The I‐SPY 1 dataset derived from the ACRIN‐6657 prospective trial includes dynamic‐contrast enhanced MRI (DCE‐MRI) images of 222 patients receiving neoadjuvant chemotherapy (NAC) from multiple research institutions. It aims to test the performance of MRI in predicting treatment response and recurrence risk of patients with stage 2 or 3 breast cancer who are undergoing NAC.[ 16 ] The I‐SPY 2 dataset, derived from the multicentre study ACRIN‐6698, is currently the largest breast cancer MRI collection, incorporating images from DCE‐MRI and diffusion‐weighted imaging (DWI) of 385 patients undergoing NAC, with the aim of predicting treatment response in breast cancer patients by imaging and molecular analysis.[ 17 ] Both the I‐SPY 1 and I‐SPY 2 datasets contain three or four MRI examinations and clinical and pathological information for each patient, but I‐SPY 2 does not provide prognostic information.

2.2.3. The Duke breast cancer MRI dataset

The Duke dataset contains baseline MRI images of 922 patients with biopsy‐confirmed invasive breast cancer from Duke University Hospital, including patients receiving adjuvant and multiple neoadjuvant therapies, together with detailed clinical, pathological and prognostic information. The collection provides image annotation of lesion locations based on DCE‐MRI and annotation of ROIs and extracted image features segmented by autonomous software.[ 18 ]

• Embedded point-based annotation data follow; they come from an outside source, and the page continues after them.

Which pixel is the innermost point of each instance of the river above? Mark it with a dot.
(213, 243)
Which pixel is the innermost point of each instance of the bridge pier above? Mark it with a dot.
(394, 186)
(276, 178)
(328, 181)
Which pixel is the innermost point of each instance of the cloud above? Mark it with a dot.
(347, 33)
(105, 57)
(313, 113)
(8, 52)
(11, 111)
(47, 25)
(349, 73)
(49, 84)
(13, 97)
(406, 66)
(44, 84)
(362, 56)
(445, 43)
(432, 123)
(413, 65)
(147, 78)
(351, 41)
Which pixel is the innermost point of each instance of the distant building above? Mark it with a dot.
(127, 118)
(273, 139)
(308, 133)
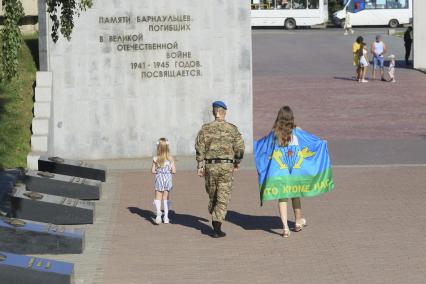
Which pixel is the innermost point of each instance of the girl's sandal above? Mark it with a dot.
(299, 226)
(286, 233)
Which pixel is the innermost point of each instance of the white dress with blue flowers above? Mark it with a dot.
(163, 176)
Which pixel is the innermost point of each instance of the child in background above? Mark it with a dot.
(391, 69)
(163, 166)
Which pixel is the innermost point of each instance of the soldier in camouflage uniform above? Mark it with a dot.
(219, 149)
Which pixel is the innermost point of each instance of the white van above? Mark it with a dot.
(288, 13)
(390, 13)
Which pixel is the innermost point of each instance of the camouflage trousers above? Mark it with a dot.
(219, 183)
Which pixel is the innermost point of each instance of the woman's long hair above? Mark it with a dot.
(163, 152)
(284, 125)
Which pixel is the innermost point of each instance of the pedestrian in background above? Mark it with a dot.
(378, 49)
(408, 41)
(219, 150)
(391, 70)
(163, 166)
(363, 62)
(355, 51)
(347, 25)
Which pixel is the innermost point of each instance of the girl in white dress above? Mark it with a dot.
(163, 166)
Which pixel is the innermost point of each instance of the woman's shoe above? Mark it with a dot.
(286, 233)
(299, 226)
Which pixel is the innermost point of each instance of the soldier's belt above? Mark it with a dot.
(219, 161)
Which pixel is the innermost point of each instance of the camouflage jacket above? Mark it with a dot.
(219, 140)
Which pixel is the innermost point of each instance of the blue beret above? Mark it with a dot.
(219, 104)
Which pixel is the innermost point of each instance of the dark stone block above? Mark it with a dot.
(50, 208)
(27, 237)
(23, 269)
(71, 168)
(8, 179)
(61, 185)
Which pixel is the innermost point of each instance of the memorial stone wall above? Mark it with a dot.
(138, 70)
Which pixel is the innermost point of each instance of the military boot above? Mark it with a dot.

2.2.4. The Pilot and QIN datasets

Pilot and QIN[ 9 , 19 ] include 64 and 51 patients receiving NAC, respectively. The difference is that the former provides three or four MRI examinations during NAC, while the latter provides three PET/CT and quantitative MR images.

2.2.5. Other datasets

In addition to the aforementioned NAC collection, TCIA includes other types of breast datasets. The ACRIN Contralateral Breast MR Database is derived from the clinical trial ACRIN‐6667 and includes contralateral breast MR and MG images of 984 patients with confirmed unilateral breast cancer with corresponding clinical data.[ 20 ] The BREAST‐DIAGNOSIS dataset contains MRI, MG, CT, and PET/CT images of 88 patients, including high‐risk normal cases, intraductal carcinoma in situ, fibroadenoma, and lobular carcinoma in lesion types.[ 9 ]

3. APPLICATION OF DL ALGORITHMS

With the rapid development of AI technology, AI‐assisted medical imaging diagnosis and treatment are considered to have great development prospects.[ 21 ] DL is an important AI topic and has been widely applied in the processing and analysis of medical images since it was proposed by Geoffrey Hinton in 2006.[ 22 ] There are many reports on the application of DL algorithms in breast image processing and analysis.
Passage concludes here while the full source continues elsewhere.